Star St. Germain: Now that HoloVista is out, I’m planning on taking a long break, working on learning some new skills and taking part in some game jams. With regards to Aconite’s long-term vision, we’d like for our work to continue exploring unexpected ways of blurring the lines between fiction and reality. We’ll create and curate interconnected games and other unusual experiences.
If you had an unlimited budget, what game would you most like to make?
Star St. Germain: I’d love to have the resources to make a real-time multiplayer game that we’d be able to support ongoing development for potentially years.
Meredith Hall: This is the impossible question; every developer has about a million dream games. I have one that is far too big for even a large team to tackle that I keep trying to farm out to friends at bigger studios. I think at the end of the day, bringing together skilled people who are curious is more exciting to me than the potential project.
I have a lot of dream collaborators, rather than dream projects. If you bring the right people into a room and get them talking about ideas, concepts, emotions, things come to the surface that is so exciting that often you end up with 10 more dream games. That’s why you know you’re on the right track.
What advice would you give other developers on ‘making it’ as an indie?
Meredith Hall: Making it and success are totally made-up concepts. Every mountain you climb and goal you achieve you’ll always look into the distance for the next one because we’re built that way.

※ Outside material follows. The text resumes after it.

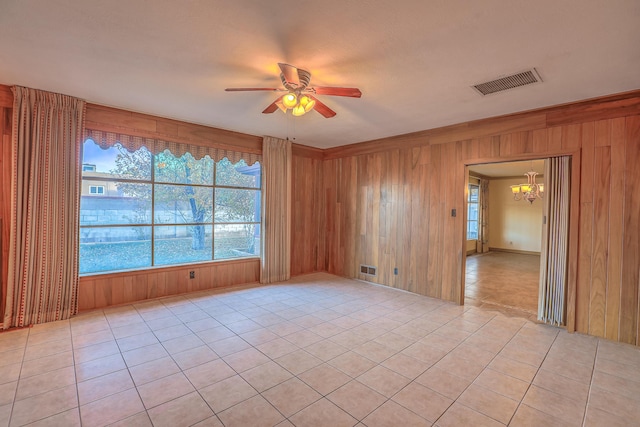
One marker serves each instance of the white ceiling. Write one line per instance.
(508, 169)
(413, 60)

There are a million things you could discuss regarding business acumen, building something with an audience in mind and setting yourself up to succeed enough to keep making and creating things, which are all important.

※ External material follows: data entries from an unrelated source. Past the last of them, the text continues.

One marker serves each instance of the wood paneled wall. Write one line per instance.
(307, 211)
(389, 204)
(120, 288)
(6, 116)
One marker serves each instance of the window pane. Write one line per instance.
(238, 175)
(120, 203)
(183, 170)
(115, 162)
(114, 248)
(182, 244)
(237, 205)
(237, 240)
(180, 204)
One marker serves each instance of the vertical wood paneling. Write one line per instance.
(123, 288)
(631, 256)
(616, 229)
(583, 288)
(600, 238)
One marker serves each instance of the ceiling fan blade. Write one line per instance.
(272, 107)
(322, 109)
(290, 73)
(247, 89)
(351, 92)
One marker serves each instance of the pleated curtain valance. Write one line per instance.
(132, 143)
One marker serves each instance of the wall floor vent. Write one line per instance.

Financial, critical and cultural success (or all three) is great but as soppy as it sounds, there is nothing like reading multiple reviews where people say they felt seen in a way they hadn’t before. That kind of human connection is something that can’t be bought or manufactured and that to me is the definition of making it – knowing you made an impact on someone in a way they’ll carry with them through their life.
It won’t always pay the bills; it won’t always fund the next thing – and there’s lots of work to be done around that – but that intangible feeling is why we do what we do. Find what you want to say, that needs to be said, that people are hopeful they’ll one day hear and make people feel seen.